EV車の意外と知らない査定基準 中古車価格は「バッテリー劣化」が重要!?
中古車の価格を決める基準は、クルマの年式や走行距離を重点に査定しています。しかし、電気自動車では搭載されている「バッテリー」の劣化具合を重要視して価格が決められています。
走行用バッテリーの劣化具合が重要項目
一般的な中古車の価格を決める基準は、クルマの古さを示す年式や、使われ頻度を示す走行距離を中心にしてきました。しかし、電気自動車ではもうひとつ別の基準があり、価格に大きな影響を与えています。それは走行用バッテリーの劣化具合です。
電気自動車にとって、走行用バッテリーは非常に重要で、走れるかどうか、そして長距離まで一気に走れるかどうかの鍵を握る重要な部品です。しかも、部品としての価格が高く、気軽に交換できるものではありません。
反対に電気自動車は、機械的な劣化部品が少なくなっています。電気モーターの構造はシンプルで、エンジンやトランスミッションのように複雑な部品が絡み合う機械がないので故障も少ないといわれています。また、モーターは回転数の範囲も広く、逆回転もできるのでエンジン車のようなトランスミッションが不要です。

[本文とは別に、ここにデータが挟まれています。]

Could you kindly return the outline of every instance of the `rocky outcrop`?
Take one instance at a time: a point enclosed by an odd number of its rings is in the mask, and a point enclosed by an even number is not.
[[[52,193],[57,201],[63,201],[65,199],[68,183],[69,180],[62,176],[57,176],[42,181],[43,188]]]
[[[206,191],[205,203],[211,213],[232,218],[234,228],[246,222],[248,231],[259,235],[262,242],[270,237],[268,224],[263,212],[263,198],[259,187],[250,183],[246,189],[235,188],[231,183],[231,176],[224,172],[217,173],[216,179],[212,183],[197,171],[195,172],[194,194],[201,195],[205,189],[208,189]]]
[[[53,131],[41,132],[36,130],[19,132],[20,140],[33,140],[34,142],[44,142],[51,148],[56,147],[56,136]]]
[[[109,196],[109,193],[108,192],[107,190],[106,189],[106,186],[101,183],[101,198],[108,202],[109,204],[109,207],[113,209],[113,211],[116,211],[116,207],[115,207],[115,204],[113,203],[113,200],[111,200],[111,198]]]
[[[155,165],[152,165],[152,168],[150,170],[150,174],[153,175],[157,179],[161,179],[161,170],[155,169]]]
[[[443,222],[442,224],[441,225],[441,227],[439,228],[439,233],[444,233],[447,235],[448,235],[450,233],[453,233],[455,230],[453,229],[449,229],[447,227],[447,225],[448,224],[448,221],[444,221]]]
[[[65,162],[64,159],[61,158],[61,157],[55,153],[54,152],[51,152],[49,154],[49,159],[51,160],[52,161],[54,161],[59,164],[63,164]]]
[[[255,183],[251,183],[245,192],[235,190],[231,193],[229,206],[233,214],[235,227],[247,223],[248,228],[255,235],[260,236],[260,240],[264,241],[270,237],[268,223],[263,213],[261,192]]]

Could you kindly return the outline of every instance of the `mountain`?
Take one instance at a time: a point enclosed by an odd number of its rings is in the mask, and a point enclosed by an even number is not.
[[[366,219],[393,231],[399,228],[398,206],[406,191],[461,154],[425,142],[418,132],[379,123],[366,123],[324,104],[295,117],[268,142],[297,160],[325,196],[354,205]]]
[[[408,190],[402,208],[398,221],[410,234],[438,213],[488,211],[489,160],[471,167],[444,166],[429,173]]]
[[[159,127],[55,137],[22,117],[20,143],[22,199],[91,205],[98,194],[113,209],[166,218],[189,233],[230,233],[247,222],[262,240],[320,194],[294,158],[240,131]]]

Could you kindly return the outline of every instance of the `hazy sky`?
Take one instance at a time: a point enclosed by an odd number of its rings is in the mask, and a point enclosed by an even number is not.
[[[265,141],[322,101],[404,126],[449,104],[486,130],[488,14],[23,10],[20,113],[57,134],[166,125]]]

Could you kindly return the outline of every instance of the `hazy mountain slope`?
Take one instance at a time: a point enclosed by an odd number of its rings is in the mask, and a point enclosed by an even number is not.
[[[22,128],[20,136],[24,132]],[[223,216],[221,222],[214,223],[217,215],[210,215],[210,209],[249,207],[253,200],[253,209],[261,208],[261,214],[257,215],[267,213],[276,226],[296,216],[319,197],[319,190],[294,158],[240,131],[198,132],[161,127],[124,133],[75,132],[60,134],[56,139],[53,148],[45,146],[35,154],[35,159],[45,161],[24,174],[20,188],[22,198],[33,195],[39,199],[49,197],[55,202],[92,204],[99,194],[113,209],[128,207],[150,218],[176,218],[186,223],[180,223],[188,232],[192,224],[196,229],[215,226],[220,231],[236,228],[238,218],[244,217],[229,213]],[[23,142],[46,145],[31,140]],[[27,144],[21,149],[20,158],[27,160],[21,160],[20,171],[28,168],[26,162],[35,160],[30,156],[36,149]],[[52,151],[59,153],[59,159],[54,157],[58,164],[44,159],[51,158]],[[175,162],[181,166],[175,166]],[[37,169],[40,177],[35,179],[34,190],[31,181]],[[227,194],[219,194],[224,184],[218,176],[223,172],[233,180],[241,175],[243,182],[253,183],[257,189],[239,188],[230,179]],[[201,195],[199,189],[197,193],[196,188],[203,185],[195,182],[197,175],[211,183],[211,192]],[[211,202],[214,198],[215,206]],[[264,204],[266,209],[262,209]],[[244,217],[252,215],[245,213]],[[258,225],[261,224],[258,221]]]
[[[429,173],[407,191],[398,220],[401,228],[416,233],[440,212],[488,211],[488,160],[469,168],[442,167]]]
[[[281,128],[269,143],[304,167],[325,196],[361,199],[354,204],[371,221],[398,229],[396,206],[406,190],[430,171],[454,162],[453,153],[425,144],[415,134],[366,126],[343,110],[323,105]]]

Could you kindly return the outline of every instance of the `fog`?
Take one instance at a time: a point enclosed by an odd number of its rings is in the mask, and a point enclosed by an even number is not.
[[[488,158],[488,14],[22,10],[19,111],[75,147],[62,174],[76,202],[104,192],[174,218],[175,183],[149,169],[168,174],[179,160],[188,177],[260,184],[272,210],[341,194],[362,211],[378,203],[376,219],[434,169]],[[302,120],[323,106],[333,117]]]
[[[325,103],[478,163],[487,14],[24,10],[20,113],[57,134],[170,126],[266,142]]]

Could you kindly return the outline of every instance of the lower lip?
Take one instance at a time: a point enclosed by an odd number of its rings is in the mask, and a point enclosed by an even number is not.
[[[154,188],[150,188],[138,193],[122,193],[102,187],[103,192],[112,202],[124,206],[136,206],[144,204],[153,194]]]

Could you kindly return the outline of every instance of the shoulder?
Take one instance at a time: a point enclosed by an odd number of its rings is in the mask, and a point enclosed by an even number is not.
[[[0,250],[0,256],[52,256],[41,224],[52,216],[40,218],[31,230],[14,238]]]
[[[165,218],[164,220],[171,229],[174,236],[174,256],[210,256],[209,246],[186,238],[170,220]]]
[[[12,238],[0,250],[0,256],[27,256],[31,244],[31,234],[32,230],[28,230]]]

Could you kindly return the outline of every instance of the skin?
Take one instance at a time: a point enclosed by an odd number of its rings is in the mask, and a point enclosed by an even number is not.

ハイブリッド車でも同じことがいえますが、発電の抵抗力で速度を落とす回生ブレーキがあるため、ブレーキパッドの減りが少なくなります。結果的に、走行距離による劣化場所が少ないということになり、余計に走行用バッテリーの劣化が中古車価格に重要な影響を与えてくるというわけです。
低走行でもバッテリーが劣化した中古車がある
電気自動車の中古車市場には、旧型の日産「リーフ」が多く出回っています。リーフの中古車を見ていると、走行距離が少ないのに低価格であったり走行距離は多めなのに高価格のものが見受けられます。
その理由は、走行距離よりもバッテリーの状態を反映しているからです。実際に、販売されている走行距離1万キロ未満の中古車を確認したところバッテリーの劣化が進んでいました。
反対に、走行距離3万キロのクルマはバッテリー劣化がほとんどありません。車両本体価格には、バッテリー劣化が反映され、走行3万キロのクルマのほうが倍ほど高くなっていました。
走行距離が少ないにも関わらずバッテリーが劣化する原因としては充電方法や使い方の差もあります。クルマとしては、ほとんど動かさずV2H(ビークル・トゥ・ホーム)といった自宅の蓄電池装置として使っているクルマもあると考えられます。また、従業員のリーフを会社にある電源を使用し、退勤時までに充電して元にもどして返すといった実験をしている事業所も存在します。
バッテリーは、充電と放電を繰り返せば走行はしていなくても充電池の劣化は進んでいきます。バッテリーの使われ方は、クルマを見ただけではわかりませんので、見比べる段階でバッテリーの状態を正確に把握する必要がありそうです。